Especially when he was recording in studios that were primitive in the 50s and 60s, often doing it on just one track from one microphone hanging over the assembled musicians. Overdubs? Yeah right.
Through the miracles of technology, a new album has been put together of Elvis Christmas songs. Duets in fact, when he had never recorded them as duets. What they’ve done is to somehow take Elvis’s voice off some of those old Christmas songs, most dating from 1957, clean the tracks up so that he sounds amazingly contemporary, then add new musical backings, and then pair Elvis with other singers like Olivia Newton-John, Amy Grant, Anne Murray and Sara Evans.
This album shows just how much technology can do. Elvis chats to the musicians during the songs, and these musos (many of which were not even born when the King uttered these lines way back when) respond with fabulous solos and passion.
My favourite track from this “Christmas Duets” album is the very funky Blues Brother-ish “Merry Christmas Baby”. His duet partner here is Gretchen Wilson (the self-proclaimed US redneck country singer). The pairing doesn’t work as well as a duet as some of the others, with Wilson playing more of a backing singer role, but when you’ve got Elvis in full throttle, no attempt at a duet is going to work. As a piece of music though, it is one of the tracks of the year.

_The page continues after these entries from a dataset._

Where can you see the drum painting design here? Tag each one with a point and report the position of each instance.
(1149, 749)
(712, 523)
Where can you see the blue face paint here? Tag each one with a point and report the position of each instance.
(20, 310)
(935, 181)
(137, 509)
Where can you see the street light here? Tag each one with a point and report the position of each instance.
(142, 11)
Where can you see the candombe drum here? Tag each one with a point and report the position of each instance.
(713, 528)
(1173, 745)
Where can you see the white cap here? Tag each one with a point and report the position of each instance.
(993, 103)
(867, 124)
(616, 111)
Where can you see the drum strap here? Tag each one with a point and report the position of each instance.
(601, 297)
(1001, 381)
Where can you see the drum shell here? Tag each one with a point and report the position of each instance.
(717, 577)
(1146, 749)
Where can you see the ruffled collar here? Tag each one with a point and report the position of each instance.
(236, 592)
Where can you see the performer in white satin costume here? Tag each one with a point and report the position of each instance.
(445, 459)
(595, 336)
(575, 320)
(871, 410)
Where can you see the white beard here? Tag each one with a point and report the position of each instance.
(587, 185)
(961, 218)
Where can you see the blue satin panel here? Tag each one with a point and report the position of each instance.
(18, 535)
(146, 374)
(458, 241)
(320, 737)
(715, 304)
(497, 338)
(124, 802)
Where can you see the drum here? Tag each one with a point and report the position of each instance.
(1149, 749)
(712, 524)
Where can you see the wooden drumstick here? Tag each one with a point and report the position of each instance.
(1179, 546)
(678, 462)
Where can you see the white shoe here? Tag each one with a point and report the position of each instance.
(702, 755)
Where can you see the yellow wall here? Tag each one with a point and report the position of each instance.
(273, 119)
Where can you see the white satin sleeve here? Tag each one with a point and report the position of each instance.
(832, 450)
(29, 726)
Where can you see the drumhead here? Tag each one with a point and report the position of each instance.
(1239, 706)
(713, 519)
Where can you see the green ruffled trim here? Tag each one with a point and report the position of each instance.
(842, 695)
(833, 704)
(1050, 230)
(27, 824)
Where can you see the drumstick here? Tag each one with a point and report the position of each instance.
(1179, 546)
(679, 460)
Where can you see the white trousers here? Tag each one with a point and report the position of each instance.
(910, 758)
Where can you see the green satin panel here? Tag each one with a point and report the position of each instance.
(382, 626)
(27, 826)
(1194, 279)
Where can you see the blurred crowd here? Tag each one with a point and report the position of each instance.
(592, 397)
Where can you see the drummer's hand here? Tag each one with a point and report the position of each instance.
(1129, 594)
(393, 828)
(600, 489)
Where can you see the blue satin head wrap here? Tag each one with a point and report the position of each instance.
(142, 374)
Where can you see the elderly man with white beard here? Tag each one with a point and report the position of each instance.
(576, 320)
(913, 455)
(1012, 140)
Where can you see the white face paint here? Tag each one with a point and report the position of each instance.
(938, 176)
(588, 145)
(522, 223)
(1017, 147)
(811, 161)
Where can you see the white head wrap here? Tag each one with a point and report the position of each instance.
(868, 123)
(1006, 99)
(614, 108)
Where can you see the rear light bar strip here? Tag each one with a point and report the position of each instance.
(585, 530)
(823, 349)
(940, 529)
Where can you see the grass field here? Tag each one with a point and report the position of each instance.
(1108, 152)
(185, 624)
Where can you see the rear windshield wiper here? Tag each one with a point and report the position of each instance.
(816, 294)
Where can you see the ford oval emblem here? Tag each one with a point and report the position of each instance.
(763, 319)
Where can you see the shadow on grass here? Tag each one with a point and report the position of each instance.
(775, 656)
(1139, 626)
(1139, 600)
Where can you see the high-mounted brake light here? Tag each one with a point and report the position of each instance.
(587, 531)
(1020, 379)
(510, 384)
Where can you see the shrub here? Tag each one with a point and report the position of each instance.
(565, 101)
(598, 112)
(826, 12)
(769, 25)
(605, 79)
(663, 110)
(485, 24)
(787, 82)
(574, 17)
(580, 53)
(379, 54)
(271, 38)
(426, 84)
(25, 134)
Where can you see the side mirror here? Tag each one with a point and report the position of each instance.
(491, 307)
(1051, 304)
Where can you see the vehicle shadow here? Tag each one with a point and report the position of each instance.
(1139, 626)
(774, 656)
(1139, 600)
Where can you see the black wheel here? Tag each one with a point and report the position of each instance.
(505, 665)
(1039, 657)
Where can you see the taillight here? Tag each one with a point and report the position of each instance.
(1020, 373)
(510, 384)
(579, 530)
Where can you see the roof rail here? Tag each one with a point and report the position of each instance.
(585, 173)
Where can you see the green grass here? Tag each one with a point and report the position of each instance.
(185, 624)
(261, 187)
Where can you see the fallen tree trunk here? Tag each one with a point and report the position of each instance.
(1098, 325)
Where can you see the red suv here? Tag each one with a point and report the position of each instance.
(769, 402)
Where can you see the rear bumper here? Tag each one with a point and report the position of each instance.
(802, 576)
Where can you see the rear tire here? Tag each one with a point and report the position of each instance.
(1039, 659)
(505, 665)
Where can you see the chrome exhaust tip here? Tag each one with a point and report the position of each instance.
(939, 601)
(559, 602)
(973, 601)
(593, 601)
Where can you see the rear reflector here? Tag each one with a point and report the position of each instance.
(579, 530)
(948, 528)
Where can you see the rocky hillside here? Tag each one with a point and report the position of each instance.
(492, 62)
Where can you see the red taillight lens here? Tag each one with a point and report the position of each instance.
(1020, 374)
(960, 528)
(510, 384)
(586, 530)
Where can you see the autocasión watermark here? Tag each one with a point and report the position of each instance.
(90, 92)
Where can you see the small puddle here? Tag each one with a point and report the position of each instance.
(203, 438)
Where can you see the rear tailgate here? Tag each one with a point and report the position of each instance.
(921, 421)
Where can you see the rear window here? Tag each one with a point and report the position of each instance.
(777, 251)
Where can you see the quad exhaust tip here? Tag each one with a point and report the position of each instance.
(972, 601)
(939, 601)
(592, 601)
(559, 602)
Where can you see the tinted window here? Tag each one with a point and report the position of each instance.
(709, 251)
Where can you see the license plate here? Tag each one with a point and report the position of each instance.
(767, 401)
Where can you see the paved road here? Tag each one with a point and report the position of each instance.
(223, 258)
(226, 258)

Some years ago Natalie Cole started the posthumous duet trend by recording lines with her father Nat King Cole for the album “Unforgettable”. It was a nice exercise, but when you hear Nat singing those same songs on his own, you might ask the question, why change it?
In the case of Elvis, it is worth changing, if only for the joy of a snappy, full-sounding backing band and some of the best female voices in the world lending a bit of a hand. In the album’s notes these women all express joy at the opportunity. Olivia Newton-John says she has danced with Gene Kelly and John Travolta, but to be singing with Elvis is an unexpected thrill and a gift.
Sometimes technology can be fabulous.
– Phil
Four Christmases. Vince and Reese hamming it up.
11 December 2008
Last night I saw the new Xmas flick “Four Christmases”, which for some reason was retitled the nonsensical “Four Holidays” for the Australian market.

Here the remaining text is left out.